Balance matters: velocity (frequency, lead time) and stability (failure rate, recovery). Healthy platforms move lead times from weeks to hours and failure rates from ~20% to under 5% while keeping recovery fast.

Apache DevLake — the measurement engine

  • Purpose-built for DORA, with standardized, industry-aligned calculations.
  • Integrates across the toolchain (Git, CI/CD, deployment, issue tracking).
  • Automated collection (no manual data gathering), historical trending, and cross-team comparison.

Platform integration (how the data flows)

GitLab webhooks (commits, PRs, issues) ┐
Argo Workflows (deployment events) ├─▶ Apache DevLake ─▶ Grafana DORA dashboards
Argo Rollouts (deploy success/failure) ┘ (calculates + stores)
  • Argo Workflows processes deployment/measurement events.
  • Argo Rollouts signals whether a deploy succeeded.
  • DevLake computes and stores the four metrics.
  • Grafana renders DORA Overview + per-metric detail dashboards.
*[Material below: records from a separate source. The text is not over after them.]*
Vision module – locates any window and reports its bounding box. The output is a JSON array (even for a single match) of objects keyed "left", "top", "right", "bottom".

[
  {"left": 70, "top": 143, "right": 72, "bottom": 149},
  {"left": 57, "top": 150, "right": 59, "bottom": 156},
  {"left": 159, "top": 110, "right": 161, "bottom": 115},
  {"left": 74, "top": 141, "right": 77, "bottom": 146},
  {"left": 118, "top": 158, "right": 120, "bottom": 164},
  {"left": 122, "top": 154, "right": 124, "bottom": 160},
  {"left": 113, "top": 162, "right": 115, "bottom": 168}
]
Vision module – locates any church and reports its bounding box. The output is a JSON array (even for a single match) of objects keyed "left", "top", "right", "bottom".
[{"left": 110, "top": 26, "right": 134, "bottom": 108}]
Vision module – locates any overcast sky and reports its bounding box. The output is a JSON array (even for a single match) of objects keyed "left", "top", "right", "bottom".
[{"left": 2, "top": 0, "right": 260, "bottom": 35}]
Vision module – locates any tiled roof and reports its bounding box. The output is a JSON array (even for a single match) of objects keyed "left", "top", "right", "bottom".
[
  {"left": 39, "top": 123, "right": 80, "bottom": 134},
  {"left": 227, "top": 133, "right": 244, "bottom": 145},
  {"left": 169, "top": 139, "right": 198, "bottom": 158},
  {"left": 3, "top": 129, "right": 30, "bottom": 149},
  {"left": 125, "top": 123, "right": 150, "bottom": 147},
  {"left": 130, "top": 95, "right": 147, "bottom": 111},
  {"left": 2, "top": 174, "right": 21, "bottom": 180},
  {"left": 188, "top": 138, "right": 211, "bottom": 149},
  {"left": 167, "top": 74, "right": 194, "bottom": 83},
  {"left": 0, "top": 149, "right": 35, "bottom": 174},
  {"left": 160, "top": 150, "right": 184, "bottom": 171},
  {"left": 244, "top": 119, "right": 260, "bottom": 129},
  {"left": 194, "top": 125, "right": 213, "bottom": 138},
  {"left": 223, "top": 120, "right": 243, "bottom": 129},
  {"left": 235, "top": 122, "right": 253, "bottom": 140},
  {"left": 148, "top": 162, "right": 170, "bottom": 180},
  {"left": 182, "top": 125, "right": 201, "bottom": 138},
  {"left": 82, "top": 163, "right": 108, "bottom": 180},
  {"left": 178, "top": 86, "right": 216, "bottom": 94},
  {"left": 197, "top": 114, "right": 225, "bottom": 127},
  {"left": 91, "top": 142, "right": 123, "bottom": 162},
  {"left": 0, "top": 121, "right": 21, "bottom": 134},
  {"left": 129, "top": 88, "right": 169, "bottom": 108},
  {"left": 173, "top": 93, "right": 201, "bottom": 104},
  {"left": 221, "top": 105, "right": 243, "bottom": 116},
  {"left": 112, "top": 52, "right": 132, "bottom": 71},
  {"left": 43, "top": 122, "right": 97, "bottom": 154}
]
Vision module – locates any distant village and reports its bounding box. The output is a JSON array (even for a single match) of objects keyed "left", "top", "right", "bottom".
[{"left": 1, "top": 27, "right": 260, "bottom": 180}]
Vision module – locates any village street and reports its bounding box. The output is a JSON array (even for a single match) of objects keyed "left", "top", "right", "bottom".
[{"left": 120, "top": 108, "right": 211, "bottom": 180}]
Zero-overhead, self-service measurement

The key design choice: measurement is wired in when a team onboards via Backstage. Creating the CI/CD pipeline also deploys the DORA tracking workflows and the GitLab webhook event managers. Teams get measured simply by using the platform — no extra tooling or process. This is what makes DORA sustainable rather than a one-off audit.

Using the metrics as a platform team

  • Identify bottlenecks (e.g. long lead time → CI is slow; high failure rate → weak gates).
  • Make data-driven roadmap decisions and validate that a platform change actually helped.
  • Demonstrate ROI to leadership in a shared language.
  • Compare/benchmark teams to spread the best golden paths.